Determining the number of atoms in 2.00 g of chlorine initiates by incorporating the molar mass of chlorine (35.45 g/mol) and Avogadro's number (6.022 x 10^23 atoms/mol). Utilizing the formula Number of atoms = (Mass (g) ÷ Molar mass (g/mol)) × Avogadro's number, we input the given values to calculate the number of atoms. Consequently, the result is 1.13 x 10^23 atoms, which aligns with option b) 1.13 x 10^23 atoms.

15. What is the mass in grams of 3.01 x 10^24 atoms of carbon (C)? (Molar mass of carbon is 12.01 g/mol)

2.50 x 10^-24 grams

5.02 x 10^-23 grams

5.02 x 10^-22 grams

3.01 x 10^24 grams

To determine the mass in grams of 3.01 x 10^24 atoms of carbon, we first utilize the concept of molar mass, representing the mass of one mole of a substance.
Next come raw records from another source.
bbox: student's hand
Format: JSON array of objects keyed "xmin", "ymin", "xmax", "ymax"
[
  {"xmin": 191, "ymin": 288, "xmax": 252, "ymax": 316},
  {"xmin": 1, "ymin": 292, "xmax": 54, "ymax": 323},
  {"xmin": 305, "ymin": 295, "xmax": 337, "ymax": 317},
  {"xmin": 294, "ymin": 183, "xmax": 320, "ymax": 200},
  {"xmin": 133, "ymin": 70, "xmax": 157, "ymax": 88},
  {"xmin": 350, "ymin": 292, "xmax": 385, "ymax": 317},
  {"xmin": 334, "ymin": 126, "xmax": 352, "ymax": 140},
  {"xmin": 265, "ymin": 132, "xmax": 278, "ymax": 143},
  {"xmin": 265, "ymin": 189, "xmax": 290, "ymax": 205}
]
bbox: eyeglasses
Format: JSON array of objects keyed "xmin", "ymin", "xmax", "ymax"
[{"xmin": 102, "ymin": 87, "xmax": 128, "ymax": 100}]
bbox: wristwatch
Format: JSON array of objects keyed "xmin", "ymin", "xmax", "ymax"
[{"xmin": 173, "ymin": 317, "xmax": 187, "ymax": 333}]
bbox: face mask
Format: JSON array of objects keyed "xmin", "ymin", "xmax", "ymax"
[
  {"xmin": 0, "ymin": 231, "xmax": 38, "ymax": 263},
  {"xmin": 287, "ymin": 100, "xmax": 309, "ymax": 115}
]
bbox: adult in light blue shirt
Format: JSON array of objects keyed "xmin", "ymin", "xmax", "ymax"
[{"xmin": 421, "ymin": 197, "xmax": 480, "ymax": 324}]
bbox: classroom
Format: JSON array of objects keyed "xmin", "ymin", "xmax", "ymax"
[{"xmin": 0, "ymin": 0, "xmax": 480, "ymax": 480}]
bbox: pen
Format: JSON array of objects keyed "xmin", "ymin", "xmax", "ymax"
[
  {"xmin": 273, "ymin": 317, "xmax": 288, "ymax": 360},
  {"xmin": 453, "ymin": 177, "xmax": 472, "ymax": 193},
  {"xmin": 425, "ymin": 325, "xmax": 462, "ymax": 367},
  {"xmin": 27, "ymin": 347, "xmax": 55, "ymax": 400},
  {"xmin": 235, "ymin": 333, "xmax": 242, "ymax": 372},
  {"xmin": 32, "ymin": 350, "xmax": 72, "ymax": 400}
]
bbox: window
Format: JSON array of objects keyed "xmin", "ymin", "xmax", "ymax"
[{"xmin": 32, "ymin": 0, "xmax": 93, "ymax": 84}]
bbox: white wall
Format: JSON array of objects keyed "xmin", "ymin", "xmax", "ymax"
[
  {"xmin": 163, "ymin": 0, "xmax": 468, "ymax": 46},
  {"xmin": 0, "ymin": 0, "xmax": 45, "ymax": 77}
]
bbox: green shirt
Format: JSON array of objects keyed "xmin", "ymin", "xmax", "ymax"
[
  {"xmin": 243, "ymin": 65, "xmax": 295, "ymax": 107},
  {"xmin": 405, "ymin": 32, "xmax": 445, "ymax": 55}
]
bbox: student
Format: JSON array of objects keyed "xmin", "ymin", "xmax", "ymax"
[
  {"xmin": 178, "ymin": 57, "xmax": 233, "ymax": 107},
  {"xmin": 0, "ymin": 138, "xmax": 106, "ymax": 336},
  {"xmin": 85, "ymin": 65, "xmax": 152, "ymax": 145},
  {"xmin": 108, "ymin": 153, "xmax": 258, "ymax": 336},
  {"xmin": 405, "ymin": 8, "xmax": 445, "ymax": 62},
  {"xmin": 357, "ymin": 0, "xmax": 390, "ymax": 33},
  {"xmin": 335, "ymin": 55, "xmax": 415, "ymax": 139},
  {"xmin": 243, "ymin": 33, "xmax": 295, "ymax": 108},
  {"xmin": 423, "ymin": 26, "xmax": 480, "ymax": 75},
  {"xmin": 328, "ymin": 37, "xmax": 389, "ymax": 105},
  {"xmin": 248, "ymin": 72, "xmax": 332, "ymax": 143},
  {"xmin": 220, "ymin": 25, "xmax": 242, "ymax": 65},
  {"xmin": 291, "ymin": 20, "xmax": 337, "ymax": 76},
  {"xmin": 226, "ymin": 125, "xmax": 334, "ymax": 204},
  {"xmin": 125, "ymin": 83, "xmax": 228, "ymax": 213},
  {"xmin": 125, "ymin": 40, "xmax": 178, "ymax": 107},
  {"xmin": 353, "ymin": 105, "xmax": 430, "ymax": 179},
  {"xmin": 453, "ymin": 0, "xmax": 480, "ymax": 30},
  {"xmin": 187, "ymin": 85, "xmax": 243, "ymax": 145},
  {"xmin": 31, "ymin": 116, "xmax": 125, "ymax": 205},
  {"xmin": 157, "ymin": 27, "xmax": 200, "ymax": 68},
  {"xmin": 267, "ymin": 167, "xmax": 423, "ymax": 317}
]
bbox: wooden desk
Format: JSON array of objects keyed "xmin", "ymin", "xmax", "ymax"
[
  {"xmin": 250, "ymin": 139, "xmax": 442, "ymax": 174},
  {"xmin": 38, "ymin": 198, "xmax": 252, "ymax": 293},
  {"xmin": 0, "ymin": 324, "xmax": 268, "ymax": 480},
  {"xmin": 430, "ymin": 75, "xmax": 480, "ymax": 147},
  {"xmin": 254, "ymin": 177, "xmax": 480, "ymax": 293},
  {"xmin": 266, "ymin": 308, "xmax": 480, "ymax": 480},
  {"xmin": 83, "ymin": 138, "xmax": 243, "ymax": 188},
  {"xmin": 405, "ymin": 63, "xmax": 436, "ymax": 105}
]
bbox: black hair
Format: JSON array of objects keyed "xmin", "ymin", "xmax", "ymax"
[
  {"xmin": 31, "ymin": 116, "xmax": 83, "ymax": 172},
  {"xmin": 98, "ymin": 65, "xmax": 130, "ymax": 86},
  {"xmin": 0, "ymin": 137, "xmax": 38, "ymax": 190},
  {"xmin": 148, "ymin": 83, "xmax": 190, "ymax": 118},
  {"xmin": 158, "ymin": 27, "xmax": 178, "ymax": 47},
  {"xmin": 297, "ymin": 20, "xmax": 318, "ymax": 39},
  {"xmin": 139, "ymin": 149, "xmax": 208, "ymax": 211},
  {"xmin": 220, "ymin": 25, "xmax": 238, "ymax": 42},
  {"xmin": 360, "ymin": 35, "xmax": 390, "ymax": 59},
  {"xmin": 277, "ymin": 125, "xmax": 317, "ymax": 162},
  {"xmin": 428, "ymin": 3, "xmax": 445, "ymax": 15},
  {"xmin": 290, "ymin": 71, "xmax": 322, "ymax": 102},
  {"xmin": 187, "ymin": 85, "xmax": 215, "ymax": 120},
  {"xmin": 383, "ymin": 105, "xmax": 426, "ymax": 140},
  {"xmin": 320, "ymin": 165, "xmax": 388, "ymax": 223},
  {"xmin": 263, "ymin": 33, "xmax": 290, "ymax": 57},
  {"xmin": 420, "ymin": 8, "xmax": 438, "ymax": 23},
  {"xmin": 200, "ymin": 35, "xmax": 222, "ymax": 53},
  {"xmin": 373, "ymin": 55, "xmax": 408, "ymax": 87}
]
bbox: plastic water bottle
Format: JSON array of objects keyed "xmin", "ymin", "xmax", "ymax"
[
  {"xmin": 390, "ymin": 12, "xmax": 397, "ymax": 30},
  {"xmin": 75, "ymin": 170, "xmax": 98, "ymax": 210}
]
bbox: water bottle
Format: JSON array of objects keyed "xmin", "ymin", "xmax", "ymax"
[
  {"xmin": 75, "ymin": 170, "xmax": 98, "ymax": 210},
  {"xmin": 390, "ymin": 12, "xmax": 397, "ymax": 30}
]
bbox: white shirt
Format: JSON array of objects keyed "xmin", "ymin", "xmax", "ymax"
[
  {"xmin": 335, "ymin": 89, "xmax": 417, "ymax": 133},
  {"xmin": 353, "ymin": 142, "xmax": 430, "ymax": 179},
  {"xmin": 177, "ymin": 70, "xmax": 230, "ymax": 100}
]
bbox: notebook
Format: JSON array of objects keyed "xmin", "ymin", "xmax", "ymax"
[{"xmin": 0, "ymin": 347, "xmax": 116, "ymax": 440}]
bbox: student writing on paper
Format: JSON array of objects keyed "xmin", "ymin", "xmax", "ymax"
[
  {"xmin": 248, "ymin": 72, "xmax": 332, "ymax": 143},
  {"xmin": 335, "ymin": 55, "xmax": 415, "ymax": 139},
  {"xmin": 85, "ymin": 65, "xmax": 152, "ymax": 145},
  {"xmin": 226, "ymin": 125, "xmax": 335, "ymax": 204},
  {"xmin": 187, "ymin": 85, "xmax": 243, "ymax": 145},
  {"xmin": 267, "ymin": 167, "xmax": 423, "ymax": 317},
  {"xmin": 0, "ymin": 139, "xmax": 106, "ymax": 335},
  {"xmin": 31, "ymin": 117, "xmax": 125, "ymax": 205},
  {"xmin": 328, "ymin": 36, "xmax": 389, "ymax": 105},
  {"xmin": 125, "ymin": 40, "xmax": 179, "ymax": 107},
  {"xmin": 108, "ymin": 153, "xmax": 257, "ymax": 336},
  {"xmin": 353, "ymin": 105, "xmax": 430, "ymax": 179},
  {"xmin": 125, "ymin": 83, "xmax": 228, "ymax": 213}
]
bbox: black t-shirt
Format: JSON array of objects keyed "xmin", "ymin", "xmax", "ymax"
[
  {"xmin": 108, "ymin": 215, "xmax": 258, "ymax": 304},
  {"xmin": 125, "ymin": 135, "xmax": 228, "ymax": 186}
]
Carbon's molar mass is 12.01 g/mol. We then employ Avogadro's number, which states that one mole of any substance contains 6.022 x 10^23 atoms. Using the formula Mass (g) = Number of atoms × (Molar mass (g/mol) ÷ Avogadro's number), we substitute the given values to calculate the mass. Consequently, the result is 5.02 x 10^-22 grams, corresponding to option c) 5.02 x 10^-22 grams.

Explanation

To determine the mass in grams of 3.01 x 10^24 atoms of carbon, we first utilize the concept of molar mass, representing the mass of one mole of a substance. Carbon's molar mass is 12.01 g/mol. We then employ Avogadro's number, which states that one mole of any substance contains 6.022 x 10^23 atoms. Using the formula Mass (g) = Number of atoms × (Molar mass (g/mol) ÷ Avogadro's number), we substitute the given values to calculate the mass. Consequently, the result is 5.02 x 10^-22 grams, corresponding to option c) 5.02 x 10^-22 grams.